What are Stocks, and Why Are They Popular?
When you make the decision to invest in the stock market, you make the decision to invest in a company. Don’t view it as a piece of paper, don’t view it as a stock. View it as a company. When you buy a share of a company, you now own part of that company. If you buy enough shares of stock, you could play a vital role in that company’s success. It would take a long time to reach that point, however.
The primary point of succeeding in the stock market is understanding the formula you need to take to success. These “get rich quick” schemes that you see on advertisiments are often scams. And in some of these situations, people do profit greatly in the short-term. But for that one person that made it, they don’t show the 200 people that failed.

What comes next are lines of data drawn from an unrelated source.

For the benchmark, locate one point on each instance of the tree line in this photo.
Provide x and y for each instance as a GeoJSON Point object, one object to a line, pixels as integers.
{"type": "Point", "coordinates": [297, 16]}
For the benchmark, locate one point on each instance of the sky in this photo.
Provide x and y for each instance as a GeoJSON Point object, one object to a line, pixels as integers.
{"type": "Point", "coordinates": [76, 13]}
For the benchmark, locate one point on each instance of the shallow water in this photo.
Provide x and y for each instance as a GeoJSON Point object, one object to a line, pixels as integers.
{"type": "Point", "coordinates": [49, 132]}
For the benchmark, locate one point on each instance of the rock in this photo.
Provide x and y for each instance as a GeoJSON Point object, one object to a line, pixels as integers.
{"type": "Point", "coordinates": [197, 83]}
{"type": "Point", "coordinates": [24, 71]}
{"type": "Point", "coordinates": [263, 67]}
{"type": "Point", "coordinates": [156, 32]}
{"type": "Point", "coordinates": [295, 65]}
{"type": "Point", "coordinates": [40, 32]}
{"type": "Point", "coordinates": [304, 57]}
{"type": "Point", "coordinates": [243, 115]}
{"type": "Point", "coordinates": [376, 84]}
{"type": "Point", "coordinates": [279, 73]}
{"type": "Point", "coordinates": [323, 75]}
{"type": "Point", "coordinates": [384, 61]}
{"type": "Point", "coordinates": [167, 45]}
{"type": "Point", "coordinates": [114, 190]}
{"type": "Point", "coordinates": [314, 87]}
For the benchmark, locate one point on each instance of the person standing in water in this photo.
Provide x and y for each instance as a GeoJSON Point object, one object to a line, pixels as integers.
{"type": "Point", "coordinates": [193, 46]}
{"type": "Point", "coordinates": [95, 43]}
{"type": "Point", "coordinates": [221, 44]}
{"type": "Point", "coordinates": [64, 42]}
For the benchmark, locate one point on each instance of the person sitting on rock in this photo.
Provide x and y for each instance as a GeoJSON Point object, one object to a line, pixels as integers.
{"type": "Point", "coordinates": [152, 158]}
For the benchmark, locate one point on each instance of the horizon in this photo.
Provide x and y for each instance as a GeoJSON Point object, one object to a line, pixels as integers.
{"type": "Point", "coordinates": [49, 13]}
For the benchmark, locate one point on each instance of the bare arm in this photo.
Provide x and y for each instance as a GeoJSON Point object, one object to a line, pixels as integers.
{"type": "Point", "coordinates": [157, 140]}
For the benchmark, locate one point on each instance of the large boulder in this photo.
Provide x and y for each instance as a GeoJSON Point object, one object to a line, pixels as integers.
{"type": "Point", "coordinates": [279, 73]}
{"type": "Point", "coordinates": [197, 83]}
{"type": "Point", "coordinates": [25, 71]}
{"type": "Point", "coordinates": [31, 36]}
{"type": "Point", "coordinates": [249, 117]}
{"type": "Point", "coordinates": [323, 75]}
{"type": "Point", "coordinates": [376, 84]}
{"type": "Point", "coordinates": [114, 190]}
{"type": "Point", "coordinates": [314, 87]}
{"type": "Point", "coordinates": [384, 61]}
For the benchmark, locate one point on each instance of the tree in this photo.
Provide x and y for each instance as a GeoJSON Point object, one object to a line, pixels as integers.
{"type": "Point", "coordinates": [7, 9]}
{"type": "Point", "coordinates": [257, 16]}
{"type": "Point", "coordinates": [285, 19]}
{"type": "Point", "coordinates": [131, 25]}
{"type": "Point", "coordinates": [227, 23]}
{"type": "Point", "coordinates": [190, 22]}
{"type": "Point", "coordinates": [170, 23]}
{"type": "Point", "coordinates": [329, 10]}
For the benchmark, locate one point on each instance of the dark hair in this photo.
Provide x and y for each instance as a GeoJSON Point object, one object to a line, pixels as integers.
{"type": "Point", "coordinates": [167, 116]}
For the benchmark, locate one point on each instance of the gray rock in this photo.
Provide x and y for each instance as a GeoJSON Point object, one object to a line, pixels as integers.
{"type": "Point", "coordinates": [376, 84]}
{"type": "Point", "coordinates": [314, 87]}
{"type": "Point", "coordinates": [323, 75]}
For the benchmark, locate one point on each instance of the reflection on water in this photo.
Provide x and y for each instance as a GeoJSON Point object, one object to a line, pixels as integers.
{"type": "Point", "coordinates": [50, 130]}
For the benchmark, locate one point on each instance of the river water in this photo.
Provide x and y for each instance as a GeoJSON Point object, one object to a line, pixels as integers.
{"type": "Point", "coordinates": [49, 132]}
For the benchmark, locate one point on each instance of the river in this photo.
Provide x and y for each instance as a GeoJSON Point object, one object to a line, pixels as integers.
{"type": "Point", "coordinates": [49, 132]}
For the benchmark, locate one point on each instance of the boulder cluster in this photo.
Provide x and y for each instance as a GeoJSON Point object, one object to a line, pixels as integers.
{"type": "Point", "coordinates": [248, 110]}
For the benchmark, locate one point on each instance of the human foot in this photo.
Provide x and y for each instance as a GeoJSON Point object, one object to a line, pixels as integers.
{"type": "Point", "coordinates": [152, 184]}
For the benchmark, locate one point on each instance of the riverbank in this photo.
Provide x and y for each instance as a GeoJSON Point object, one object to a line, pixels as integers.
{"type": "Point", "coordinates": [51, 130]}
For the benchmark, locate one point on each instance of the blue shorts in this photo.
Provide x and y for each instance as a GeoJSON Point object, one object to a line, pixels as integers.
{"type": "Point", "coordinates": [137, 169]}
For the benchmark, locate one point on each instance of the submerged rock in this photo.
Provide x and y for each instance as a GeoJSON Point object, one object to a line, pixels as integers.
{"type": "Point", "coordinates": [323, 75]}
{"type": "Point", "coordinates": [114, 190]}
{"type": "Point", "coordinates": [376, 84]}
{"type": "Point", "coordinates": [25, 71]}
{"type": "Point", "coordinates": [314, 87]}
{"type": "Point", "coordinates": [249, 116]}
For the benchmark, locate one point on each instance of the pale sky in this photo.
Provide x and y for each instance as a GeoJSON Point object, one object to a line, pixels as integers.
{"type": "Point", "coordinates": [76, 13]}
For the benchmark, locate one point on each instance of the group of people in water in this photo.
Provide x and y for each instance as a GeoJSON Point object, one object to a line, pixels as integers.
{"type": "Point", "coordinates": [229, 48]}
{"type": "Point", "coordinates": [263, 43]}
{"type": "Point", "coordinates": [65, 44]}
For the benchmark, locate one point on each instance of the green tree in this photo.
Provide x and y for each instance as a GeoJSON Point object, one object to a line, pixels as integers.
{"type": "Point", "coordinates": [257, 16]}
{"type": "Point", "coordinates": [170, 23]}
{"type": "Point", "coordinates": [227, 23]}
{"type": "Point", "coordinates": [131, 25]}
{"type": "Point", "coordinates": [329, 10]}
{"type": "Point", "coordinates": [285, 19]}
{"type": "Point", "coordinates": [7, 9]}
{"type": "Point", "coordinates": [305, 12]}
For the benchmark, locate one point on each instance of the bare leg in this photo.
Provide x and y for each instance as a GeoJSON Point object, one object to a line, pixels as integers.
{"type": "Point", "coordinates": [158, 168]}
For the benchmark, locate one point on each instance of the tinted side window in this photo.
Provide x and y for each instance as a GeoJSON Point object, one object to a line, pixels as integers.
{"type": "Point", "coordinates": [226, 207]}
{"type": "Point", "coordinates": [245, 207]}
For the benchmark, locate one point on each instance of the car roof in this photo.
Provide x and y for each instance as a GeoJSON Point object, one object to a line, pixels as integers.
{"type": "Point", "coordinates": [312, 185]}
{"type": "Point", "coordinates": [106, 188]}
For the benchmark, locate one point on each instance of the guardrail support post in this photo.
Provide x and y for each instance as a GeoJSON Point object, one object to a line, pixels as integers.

If you’re going to choose that formula, just go to Vegas and gamble. Because that is essentially what you’re doing when you try to get rich quick.
“Investing should be more like watching paint dry or watching grass grow. If you want excitement, take $800 and go to Las Vegas.” -Paul Samuelson
You need to adopt the mentality of a long-term investor. You will build your wealth year-by-year, and allow it to multiply. Consistency is the key to success.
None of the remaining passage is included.